Rights lawyers (like next-door neighbours) are familiar with having to deal with conflicts between rights, and this area is thick with them. Promoting freedom of expression could not be unconditional, and the limits were examined closely in Oslo.

The symposium's rapporteur, Arne Ruth, who recently resigned as editor of Sweden's leading broadsheet, Dagens Nyheter, asked: "Why should a serious artist have greater freedom in making provocative statements than a Neo-Nazi rock group?" Paul Sturges, of Loughborough University's department of information and library studies, was one of the panellists and has done much ground-clearing work for the Council of Europe.

He contrasted the samizdat use of the Internet by Serbian university students and others enjoying global support against President Milosovic with the virulent anti-semitism, homophobic abuse and other forms of hate speech on the net. (He opposes censorship, preferring "ratings metadata".) Ana L. Valdes, the Uruguayan refugee writer brought up by German nuns and now living in Sweden, on the other hand vehemently asserted blasphemy as a human right.

For the participants, culture ministers and senior officials from Albania, Armenia, Azerbaijan, Belorus, Bulgaria, Croatia, Estonia, Latvia, Lithuania, Poland, Romania and Serbia, these were not matters to be treated lightly.

There was a moment when west European exchanges about less painful aspects of the theme struck a Nigerian writer, living in Norway, as an "indulgence".

But then there was laughter when Ion Caramitru, well-known actor and theatre director, now Romania's minister of culture, compared acting in Hamlet before and since 1989. Under President Ceaucescu, actors and audiences combined to enjoy the play for its subversion. Gradually, after the communist regime's collapse, the more universal text took over:

"Instead of playing Hamlet, I found increasingly that Hamlet was playing I me!".

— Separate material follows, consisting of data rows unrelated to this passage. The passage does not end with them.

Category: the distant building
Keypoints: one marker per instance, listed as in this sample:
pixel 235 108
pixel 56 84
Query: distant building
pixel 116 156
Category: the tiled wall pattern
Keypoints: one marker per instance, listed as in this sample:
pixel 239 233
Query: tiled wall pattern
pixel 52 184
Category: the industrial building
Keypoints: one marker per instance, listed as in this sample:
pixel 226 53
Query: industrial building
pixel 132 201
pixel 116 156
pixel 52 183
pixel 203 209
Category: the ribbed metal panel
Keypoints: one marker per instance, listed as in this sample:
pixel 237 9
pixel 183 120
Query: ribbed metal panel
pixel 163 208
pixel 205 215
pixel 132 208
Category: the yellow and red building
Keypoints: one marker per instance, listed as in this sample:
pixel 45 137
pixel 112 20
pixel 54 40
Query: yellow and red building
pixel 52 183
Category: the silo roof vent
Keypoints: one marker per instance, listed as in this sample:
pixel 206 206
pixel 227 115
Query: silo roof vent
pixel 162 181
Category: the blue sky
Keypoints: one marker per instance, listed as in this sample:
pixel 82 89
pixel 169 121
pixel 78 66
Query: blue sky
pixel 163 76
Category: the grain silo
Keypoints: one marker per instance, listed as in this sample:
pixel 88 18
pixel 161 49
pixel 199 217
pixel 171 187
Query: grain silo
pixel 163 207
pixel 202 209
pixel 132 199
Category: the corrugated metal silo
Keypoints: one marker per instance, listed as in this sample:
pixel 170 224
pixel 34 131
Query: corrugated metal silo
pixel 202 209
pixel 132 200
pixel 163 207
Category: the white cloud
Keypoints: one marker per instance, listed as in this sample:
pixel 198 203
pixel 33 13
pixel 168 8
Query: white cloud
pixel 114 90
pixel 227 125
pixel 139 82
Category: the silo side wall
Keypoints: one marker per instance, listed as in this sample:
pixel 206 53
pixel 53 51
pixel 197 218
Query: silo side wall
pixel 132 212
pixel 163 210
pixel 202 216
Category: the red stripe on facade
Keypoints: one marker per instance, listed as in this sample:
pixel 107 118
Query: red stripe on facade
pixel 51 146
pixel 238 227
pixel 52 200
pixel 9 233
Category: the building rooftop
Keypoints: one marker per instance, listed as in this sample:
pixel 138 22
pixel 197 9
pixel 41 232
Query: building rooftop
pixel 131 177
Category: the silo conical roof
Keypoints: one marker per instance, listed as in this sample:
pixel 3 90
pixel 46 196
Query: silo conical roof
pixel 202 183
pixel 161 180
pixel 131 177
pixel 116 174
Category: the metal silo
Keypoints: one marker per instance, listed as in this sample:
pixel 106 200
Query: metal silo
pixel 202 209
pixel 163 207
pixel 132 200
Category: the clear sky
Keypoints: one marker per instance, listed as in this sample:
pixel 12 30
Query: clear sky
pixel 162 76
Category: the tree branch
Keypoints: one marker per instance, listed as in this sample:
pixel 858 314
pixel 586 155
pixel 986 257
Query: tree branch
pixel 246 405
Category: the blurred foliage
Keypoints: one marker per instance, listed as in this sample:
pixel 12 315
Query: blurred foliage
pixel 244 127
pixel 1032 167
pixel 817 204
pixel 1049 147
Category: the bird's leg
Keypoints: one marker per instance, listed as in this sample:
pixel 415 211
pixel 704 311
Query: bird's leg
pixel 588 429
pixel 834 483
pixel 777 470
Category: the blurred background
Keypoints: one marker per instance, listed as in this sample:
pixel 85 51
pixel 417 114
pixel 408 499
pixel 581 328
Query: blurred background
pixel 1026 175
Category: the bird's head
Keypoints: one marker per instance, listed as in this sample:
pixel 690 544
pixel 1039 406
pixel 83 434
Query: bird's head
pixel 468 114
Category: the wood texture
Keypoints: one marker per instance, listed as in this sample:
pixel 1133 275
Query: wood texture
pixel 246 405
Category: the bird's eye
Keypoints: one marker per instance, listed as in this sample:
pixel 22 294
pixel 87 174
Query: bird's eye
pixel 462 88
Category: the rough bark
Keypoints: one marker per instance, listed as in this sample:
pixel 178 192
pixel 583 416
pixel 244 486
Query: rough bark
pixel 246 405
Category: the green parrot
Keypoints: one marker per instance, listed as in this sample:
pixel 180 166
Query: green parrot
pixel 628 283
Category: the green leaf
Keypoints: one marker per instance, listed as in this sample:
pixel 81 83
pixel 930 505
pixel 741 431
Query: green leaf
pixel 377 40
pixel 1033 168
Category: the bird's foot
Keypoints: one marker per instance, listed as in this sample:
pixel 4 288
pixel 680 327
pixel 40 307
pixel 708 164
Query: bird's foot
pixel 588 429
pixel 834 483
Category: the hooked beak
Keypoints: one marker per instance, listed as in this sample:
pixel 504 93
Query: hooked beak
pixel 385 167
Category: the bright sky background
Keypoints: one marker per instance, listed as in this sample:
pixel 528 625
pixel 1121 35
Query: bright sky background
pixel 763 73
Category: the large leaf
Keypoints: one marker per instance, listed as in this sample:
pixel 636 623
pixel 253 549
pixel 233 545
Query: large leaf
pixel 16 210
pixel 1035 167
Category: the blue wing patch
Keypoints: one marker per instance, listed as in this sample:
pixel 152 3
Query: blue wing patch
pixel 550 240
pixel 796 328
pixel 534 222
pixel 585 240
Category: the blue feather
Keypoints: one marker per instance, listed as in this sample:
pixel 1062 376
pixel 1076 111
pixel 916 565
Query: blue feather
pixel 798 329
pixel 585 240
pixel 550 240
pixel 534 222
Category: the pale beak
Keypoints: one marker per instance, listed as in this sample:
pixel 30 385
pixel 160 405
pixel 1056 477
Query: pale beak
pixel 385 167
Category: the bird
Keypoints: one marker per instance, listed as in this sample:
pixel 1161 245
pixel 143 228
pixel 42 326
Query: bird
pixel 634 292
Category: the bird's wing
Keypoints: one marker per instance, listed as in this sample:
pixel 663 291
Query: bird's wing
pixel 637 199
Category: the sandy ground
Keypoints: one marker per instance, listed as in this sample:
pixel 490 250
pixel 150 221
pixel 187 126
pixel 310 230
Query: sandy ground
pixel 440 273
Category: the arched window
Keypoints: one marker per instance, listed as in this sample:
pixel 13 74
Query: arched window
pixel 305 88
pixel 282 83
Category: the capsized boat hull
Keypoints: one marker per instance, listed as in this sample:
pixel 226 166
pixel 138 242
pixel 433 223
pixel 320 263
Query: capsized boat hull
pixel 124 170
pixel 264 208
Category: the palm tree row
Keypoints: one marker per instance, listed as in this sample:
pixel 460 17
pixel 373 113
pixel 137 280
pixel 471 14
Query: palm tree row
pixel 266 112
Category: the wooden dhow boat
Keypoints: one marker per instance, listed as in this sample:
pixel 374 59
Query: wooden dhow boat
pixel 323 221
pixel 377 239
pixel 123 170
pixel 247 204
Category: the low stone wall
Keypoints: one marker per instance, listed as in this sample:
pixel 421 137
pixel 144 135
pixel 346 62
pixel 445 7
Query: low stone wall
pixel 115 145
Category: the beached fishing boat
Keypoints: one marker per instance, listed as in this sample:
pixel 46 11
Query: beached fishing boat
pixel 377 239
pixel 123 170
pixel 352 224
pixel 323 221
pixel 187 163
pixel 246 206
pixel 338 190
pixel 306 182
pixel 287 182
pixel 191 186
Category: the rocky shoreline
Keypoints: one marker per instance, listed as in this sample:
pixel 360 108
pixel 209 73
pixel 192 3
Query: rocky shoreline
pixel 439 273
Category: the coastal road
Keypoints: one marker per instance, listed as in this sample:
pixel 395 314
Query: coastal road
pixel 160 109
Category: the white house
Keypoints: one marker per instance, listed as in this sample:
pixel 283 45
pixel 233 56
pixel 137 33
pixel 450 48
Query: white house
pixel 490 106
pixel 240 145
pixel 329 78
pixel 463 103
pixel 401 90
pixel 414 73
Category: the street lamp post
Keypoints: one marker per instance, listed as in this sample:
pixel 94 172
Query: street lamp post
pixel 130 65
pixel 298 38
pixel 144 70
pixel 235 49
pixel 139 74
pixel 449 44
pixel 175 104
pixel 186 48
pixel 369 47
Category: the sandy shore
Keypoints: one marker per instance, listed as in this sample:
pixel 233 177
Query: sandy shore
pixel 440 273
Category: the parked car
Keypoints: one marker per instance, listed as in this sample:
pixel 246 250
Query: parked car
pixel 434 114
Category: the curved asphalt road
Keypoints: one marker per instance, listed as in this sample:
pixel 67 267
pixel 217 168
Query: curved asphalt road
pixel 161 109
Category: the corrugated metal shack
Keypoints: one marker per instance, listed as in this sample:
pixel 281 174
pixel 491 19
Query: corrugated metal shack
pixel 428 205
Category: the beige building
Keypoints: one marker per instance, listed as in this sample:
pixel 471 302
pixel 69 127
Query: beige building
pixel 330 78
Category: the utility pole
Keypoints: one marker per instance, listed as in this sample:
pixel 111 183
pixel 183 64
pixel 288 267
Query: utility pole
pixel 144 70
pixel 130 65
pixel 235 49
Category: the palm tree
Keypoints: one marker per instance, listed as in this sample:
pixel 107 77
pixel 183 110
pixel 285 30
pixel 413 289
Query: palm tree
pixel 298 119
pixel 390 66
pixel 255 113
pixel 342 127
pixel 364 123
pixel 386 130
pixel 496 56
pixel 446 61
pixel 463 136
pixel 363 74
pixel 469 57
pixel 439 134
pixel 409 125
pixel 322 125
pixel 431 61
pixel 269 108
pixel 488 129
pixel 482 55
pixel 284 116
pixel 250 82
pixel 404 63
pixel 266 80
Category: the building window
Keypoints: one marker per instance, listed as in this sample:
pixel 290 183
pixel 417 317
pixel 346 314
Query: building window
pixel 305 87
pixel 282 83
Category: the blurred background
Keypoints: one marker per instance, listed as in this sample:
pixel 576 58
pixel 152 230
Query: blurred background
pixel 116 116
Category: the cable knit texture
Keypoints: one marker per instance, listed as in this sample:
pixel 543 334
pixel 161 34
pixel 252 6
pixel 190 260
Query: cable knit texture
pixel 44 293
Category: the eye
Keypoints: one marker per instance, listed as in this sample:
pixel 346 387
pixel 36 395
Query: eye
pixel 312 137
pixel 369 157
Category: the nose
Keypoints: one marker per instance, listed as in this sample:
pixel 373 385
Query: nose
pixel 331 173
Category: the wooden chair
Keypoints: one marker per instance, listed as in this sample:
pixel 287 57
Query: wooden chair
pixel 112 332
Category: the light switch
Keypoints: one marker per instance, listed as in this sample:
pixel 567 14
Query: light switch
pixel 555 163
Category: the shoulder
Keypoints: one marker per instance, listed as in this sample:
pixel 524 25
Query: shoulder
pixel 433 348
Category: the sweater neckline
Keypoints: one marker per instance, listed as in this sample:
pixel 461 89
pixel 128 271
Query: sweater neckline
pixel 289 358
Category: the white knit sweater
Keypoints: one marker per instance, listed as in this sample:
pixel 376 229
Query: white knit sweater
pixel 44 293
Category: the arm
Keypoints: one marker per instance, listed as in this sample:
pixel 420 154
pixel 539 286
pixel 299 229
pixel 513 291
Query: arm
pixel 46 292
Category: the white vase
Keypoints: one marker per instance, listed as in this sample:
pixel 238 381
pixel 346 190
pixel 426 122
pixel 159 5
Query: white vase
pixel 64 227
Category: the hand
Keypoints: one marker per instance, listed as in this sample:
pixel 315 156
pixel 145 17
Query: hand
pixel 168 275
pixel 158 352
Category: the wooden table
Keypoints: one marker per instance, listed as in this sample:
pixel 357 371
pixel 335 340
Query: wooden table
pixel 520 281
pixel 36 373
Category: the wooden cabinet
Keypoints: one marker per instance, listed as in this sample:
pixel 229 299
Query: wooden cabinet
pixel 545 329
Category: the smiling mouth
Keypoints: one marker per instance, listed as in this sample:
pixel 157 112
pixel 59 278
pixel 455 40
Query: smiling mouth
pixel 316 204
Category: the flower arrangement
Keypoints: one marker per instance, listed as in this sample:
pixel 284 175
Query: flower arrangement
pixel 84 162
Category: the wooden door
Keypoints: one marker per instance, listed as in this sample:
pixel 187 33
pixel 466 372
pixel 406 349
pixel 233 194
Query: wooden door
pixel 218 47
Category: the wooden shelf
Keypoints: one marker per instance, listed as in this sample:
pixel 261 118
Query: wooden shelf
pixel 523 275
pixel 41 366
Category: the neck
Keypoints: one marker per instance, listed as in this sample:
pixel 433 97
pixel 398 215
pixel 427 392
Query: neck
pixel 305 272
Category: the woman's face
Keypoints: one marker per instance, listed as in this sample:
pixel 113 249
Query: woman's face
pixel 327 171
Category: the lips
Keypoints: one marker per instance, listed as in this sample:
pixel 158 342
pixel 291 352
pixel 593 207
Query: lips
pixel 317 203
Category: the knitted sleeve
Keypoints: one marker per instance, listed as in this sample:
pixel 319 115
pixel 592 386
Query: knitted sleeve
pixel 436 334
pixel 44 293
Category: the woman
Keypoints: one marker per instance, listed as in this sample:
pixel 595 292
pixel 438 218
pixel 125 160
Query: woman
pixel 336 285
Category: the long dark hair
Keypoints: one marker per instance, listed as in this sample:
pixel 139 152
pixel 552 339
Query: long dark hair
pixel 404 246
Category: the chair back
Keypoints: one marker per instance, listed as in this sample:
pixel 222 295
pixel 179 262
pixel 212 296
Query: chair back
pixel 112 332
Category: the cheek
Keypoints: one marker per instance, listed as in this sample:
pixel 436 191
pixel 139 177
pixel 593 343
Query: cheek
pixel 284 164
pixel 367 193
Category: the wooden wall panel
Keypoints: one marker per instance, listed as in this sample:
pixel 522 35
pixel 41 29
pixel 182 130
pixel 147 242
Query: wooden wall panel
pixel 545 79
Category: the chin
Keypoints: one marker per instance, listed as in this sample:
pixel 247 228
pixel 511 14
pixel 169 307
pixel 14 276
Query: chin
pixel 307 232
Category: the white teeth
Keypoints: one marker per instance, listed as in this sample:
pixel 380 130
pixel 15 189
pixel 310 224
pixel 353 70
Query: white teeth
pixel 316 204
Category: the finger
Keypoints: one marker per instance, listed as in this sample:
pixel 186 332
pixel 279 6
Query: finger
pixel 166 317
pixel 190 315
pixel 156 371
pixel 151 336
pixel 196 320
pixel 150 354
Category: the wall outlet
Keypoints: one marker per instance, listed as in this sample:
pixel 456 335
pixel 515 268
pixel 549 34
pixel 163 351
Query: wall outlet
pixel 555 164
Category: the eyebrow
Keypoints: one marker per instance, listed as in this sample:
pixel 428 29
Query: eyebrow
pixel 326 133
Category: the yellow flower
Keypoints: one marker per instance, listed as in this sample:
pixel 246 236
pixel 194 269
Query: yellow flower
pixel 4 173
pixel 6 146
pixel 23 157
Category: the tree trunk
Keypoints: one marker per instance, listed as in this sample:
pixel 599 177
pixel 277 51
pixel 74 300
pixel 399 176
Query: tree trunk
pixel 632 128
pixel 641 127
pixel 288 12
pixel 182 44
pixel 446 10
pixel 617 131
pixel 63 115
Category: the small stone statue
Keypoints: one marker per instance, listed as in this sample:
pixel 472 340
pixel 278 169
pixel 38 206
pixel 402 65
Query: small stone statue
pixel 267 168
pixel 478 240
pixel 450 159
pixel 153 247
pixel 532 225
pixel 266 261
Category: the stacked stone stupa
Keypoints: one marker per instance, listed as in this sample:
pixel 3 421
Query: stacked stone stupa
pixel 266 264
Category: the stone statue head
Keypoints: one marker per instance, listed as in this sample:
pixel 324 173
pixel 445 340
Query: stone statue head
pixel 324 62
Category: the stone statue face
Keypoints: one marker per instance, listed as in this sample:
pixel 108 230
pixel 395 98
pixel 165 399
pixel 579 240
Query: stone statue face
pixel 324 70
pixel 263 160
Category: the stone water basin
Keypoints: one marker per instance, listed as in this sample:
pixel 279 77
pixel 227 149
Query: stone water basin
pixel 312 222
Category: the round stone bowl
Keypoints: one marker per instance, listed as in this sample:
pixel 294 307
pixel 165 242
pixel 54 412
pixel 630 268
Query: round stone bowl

Cultural diversity and the role of the public authorities in encouraging or suppressing this was a third theme, drawing powerful statements from Ole Henrik Magga, the internationally prominent sami spokesman, and a plea from a Slovak speaker to protect the lives as well as the culture of Romany people.

This topic prompted a tribute from Gavin Jantjes, who was born in Cape Town, found freedom as an artist in the United Kingdom, where he served on the Arts Council, and now works in Norway. He saluted Britain for its remarkable success in creating a new multicultural society.

Anne Enger Lahnstein, head of Norway's culture ministry, which arranged the conference with the European Council of Cultural Affairs, said that "a society can be judged not only by the quality of its written constitution, but by the voices heard in the public spaces - the voices of its people, its artists and its cultural workers".

She wished us, as ministers will on such occasions, "a fruitful conference". This one was as useful as ever for networking and involving people in making international comparisons of often urgent and difficult matters, but it added up to a good deal less than the sum of its parts.

Given his coherence throughout, I anticipate that Arne Ruth's report, when it is published, will give added value to the event. It could help inspire the further development of cultural rights, still under-developed in constitutional and legal principle, and help extend in practice the enjoyment of those "public spaces".

Brian Groombridge is professor emeritus of adult education, University of London, and chair, The Scarman Trust. He attended on behalf of Rights and Humanity, UK.